I'm not Jewish so I know I don't understand everything....... but I'm courious so I hope you won't mind me asking (I have an odd background with a lot of Jewish people in it but of course NO one would talk about this with a non Jew):). If some one was in a wheelchair or had other disablities that would make it impossible for them to get into the water or make it hard to get into position (I'm reading this right that there is a position?) then this heter helps but you still have to do something in order to con't relations with your spouse? Or is it wrong to have relations with a spouse that is disabled in this way? Once again I'm sorry if my questions offend I'm only seeking to understand this tradtion in a better way.

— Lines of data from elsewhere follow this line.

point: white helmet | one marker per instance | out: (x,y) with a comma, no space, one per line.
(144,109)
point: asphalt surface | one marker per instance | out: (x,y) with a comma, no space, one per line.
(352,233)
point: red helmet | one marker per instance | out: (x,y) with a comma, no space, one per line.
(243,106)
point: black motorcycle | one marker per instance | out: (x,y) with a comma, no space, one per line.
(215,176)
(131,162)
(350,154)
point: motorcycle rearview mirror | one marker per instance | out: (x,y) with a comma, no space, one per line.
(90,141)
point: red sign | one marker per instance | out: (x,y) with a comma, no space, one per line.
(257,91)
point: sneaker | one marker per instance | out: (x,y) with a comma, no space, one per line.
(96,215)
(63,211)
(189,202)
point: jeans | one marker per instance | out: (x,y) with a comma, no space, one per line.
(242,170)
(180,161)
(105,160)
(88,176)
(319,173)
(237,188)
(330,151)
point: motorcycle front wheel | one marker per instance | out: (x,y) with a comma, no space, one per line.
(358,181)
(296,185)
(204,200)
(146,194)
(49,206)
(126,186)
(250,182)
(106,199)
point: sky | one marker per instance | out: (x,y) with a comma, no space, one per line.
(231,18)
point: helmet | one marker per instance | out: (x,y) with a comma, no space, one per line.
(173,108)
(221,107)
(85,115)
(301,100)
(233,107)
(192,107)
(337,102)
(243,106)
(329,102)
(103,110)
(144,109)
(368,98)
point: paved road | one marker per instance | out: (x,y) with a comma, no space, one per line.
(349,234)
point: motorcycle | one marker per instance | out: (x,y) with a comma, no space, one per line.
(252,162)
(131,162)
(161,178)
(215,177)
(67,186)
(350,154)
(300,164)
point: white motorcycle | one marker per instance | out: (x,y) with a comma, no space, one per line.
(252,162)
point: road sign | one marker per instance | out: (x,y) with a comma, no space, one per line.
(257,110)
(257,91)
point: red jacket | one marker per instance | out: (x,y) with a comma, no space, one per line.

There's nothing wrong with having relations with a disabled spouse. And there are wheelchair accessible mikva'ot, although not enough. They have lifts, to help get the disabled person into (and out of) the water. The main thing is to get completely under the water, all at once, without drowning. There isn't really a specific postion, but there are several "standard" ones that make this easier. (And she would have to get her own heter... heterim only apply to the person to whom they are given.)
I know of a teenage girl who went in with her mother when she was weak from cancer treatment (the girl wore a bathing suit) to help hold her mother up in the water and assist her immersion. So even without an accessible mikvah, there are ways to do it. And even undergoing cancer treatment, this woman still made the effort to be available to her husband, even if it was just to be held!
And I meant to add, that yes, to be available to her husband after she has had a menstrual flow (and it has ceased, of course) even a disabled woman would need to immerse in a mikvah. The laws don't discriminate... a blind woman makes bedikahs too, but she obviously needs someone else to look at them for her, since she can't see them to tell if they're good or not.
I also try to spread my mikveh preparation out over the course of the day, partly to make my life easier, partly to ensure that I don't forget anything, and partly because it does, in fact, add an aura of . . . spirituality, if you will. Inasmuch as bathing and clipping your nails can be spiritual.
I'm surprised at how many people have trouble dunking. I've only had one unsuccessful dunk, and it was my first time using the mikveh. I have pretty long hair, too.
Wow, I have a much better understanding of what you went through, reading this post. Not only were you afraid of going under the water, but you had to do it so many more times than most people do! I have to tell you how much I admire you for fighting through it.
But I also have to ask... what were you DOING, to invalidate all those dips? It couldn't be your hair floating up, because I thought you mentioned you were using the same trick I do - holding onto it until you get to the bottom. Were you clenching your fists, or banging into the wall, or what?
I guess I'm just wondering if the mikvah attendant asked about what your position really needed to be, in order to make it a kosher tevilah. Because I bet there is some leeway there for extenuating circumstances as well. Women who can't stand on their own, for example, are allowed to hold onto something the entire time, as long as they wet their hand first and don't grip tightly! If every part of you was under the water, weren't you in a kosher position for at LEAST a moment?